I have felt for some time that what I see on my monitor is much better than what I see when I post my shots on this site..( or any other pix sites ) . 

I don't know where I am losing sharpness; detail; color saturation etc...but it is happening. I'll keep on reading the (hoped for ) replies and learn something more this week. Thanks and sorry about your being sick. 
regards, Rich


----------



## Pocketfisherman (May 30, 2005)

What you see in photoshop is influenced by the profile you have set for your display. The Photoshop workspace is color managed, but web browsers are not color managed. If you want them to be closer together, shoot and process in the sRGB colorspace which is intended for material directed to the web. Also, you know you can change and save the defaults bridge uses when you click and open a file right?


----------



## Gator_Nutz (Sep 27, 2006)

Yes PF. Thanks. I think once I get my monitor profiled I will continue shooting all RAW and opening and editing in 16-bit Adobe RGB. That way if I want to print they should be ready. If they will be posted to web I just convert them to sRGB first. Is that correct thinking?


----------



## Arlon (Feb 8, 2005)

Rusty, it's just operator error. You need to take cruddier pictures like the rest of us so you don't notice that kind of thing... 

I have a rose that's a beautiful red and I've never displayed a photo of it because I can never get the red even close to right. I thnk it's just a thing with red. It has to be so perfect to look right. Too many variables going on I guess..


----------



## Pocketfisherman (May 30, 2005)

Ignore my post a few lines up, I was reading back to the beginning of the thread and missed your new questions.
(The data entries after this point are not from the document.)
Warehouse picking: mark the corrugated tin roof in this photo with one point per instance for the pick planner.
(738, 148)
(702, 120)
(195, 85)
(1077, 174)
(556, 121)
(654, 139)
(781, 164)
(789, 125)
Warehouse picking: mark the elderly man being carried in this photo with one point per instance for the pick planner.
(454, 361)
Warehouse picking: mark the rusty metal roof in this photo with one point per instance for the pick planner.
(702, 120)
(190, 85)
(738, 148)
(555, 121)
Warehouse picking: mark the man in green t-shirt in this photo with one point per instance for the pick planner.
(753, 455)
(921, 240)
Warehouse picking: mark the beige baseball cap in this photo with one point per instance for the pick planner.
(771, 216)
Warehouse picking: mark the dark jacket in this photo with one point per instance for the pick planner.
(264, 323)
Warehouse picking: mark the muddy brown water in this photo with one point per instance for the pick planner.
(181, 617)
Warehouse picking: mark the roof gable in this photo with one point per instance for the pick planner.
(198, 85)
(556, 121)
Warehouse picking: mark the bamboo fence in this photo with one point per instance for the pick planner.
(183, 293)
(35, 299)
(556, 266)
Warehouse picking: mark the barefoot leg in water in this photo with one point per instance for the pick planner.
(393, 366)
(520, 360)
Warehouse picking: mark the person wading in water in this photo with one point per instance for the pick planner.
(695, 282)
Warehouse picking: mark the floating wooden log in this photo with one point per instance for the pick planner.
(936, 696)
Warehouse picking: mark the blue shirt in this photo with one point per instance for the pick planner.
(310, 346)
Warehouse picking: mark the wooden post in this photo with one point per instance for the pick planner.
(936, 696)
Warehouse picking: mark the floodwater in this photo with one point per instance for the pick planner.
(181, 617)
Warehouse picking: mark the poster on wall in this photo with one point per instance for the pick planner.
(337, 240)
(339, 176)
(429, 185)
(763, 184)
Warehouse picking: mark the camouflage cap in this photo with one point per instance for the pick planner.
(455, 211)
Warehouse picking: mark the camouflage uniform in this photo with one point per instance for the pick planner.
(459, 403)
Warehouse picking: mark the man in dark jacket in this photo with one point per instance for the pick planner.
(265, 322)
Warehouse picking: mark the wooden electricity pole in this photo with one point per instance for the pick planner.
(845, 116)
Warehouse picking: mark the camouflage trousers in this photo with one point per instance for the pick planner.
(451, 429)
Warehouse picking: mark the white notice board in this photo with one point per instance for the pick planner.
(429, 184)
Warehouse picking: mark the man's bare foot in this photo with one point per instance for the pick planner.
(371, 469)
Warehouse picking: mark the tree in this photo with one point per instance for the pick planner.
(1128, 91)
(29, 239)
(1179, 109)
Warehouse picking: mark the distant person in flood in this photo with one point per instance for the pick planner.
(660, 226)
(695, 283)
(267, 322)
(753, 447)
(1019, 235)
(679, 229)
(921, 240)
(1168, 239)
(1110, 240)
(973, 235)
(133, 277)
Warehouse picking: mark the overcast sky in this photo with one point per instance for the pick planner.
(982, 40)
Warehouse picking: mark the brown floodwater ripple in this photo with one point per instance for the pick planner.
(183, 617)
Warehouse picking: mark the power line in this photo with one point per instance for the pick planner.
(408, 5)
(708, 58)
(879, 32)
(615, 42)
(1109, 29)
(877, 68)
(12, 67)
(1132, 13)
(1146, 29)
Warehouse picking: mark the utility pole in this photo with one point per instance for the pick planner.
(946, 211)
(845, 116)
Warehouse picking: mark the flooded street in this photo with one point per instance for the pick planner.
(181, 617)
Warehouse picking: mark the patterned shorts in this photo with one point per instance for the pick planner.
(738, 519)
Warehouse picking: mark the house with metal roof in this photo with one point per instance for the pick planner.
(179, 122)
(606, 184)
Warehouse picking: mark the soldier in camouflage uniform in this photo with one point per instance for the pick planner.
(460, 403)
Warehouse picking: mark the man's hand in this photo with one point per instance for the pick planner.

The problem is if you do your conversion and save as a 16 bit RGB, then convert so sRGB for web, you'll lose some colors and dynamic range during the conversion. Better to reopen the raw, then adjust crop, contrast, brightness, exposure, and saturation all in raw, then save it as an sRGB jpeg. You can then use photoshop to sharpen as it's sharpening plugin for unsharp mask is a lot more versatile than the one in Bridge/Raw. The reason this works is that everything done in RAW is pre-gamma conversion. The gamma conversion compresses highlights and strethes the shadow tonal range as if you are running a curves adjustment. If you've ever looked at the histogram with an extreme curves adjustment, you'll see gaps in the tone range (it looks like a comb) where you stretch the tone data out. The more you can do pre-gamma, the better off you'll be as to retaining the greatest amount of tone information in the final image. Scott Kelby's excellent book on Adobe Photoshop Raw goes into this in detail.

How well spyder works for you will depend on how well your profile matches your monitor now. I did the adobe gamma setup, and made my own profile. Then 6 months later, I got the spyder and did the calibration. To my eye, the only improvement I've noted is a very tiny bit more of detail in the shadows from fine tuning the contrast. There is no change in the colors that I can see.



Gator_Nutz said:


> OK guys, I know I'm dredging up the past here but I'm ill today and home from work so I have some time to read and try learning some of this. I have been reading a lot about this on different sites and in different books and it may just be the meds, but the more I read the more confused I become.
> 
> 1. My Nikon D40 has three different color settings that I can select from. I sRGB, II Adobe RGB, and III anothe sRGB. Now my camera's help screen says that I is for portraits, II is for images that will be edited, and III is for vivid nature and landscape photography. I have always left mine on II Adobe RGB.
> 
> ...


----------